Peggy stood at attention. “Yes, sir.”
He sighed and shook his head. “At ease.”
She shifted to parade rest. Was she still acting not normal?
“About the other day.”
The other day?
“The gathering at your home. I know the captains and I probably shouldn’t have come, but I noticed they both could use morale boosts. I hope you didn’t mind too much.”
Her get-together? So, he wasn’t going to further grill her on the mission. She breathed easier. “It seemed to be good for everyone.”
“I wanted to bring this up after supper at your house the other night but wasn’t sure how.”
She had suspected he was going to say something. Now she was doubly curious. “What is it?”
“About what happened in the living room.”
The memory of him holding her in his arms flashed in her mind, and her skin warmed.
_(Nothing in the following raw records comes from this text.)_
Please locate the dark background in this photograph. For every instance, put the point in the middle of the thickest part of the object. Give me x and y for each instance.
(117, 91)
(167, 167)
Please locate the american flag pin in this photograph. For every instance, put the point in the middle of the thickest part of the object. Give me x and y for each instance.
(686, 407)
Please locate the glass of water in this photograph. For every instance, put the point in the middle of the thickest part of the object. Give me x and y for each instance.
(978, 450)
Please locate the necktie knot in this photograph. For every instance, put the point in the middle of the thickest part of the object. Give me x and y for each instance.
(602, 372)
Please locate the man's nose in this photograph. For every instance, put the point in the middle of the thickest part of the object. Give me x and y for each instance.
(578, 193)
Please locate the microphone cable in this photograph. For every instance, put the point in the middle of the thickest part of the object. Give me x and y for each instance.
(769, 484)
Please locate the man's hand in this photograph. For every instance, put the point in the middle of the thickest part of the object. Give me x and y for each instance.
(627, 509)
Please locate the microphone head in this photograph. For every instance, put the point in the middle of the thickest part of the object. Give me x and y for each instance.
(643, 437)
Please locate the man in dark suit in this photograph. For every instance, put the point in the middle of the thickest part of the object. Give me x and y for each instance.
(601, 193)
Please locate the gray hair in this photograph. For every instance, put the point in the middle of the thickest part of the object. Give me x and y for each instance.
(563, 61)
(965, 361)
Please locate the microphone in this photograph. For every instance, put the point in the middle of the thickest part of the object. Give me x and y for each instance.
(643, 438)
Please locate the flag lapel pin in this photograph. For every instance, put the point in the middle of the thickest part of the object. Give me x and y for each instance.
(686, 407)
“I want to apologize for my actions. I thought I could pretend it didn’t happen and avoid talking about it, but I feel I should say something. I was afraid you were going to fall, and then I lost my cane and was off balance. I know it sounds like I’m making excuses.”
It did sound that way. So had he not been thinking of kissing her before Junie interrupted? “I appreciate you seeing to my safety. I understand it was nothing more.”
He was silent.
“Is that all, sir?”
“No. And no it wasn’t nothing for me.” He rubbed his hand across his jaw. “I know it should be nothing, and I’ve tried making it nothing, but there is something there. Between us. I felt it again at Wendy’s spelling bee. Also at supper four nights ago. If I’m not mistaken, you have felt it too.”
She had. “Anything but professional interaction would be frowned upon. I won’t dishonor the Women Airforce Service Pilots program by doing anything that could jeopardize it.”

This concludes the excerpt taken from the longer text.